Over the past few years, the industry has been a hive of activity, with several companies doing deals, such as Juno, Kite, Bellicum, Novartis, Pfizer, Amgen, Celgene and others, reflecting the perceived financial potential of these therapies as well as the priority being given to these therapies by the regulators for packing unmet medical needs.
About Avacta Group plc (www.avacta.com)
Avacta’s principal concentrate is on its proprietary Affimer ® technology which is a novel engineered alternative to antibodies that has broad application in Life Sciences for diagnostics, therapeutics and general research and development.
Antibodies predominate markets worth in excess of $50bn despite their shortcomings. Affimer technology has been designed to address many of these negative spectacle issues, principally; the time taken to generate fresh antibodies, the reliance on an animal’s immune response, poor specificity in many cases, and batch to batch variability.
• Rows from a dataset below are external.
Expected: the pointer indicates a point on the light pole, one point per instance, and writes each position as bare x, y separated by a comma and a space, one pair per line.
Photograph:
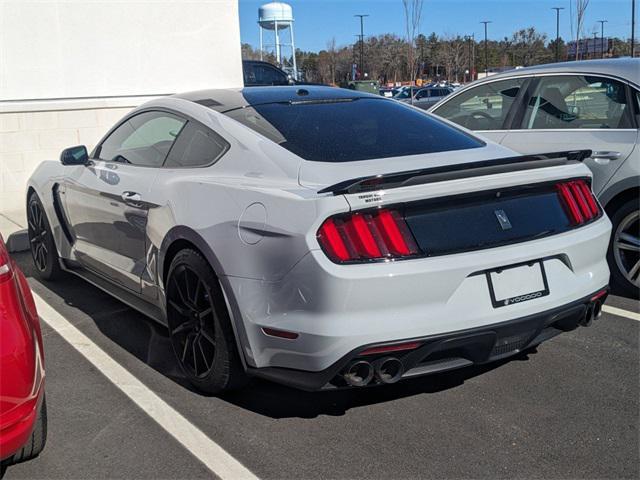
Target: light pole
557, 9
361, 41
486, 51
633, 28
602, 22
Affimer technology is based on a puny protein that can be quickly generated to tie with high specificity and affinity to a broad range of protein targets.
Avacta has a pre-clinical biotech development programme with an in-house concentrate on immuno-oncology and bleeding disorders as well as partnered development programmes. Avacta is commercialising non-therapeutic Affimer reagents through licensing to developers of life sciences research instruments and diagnostics.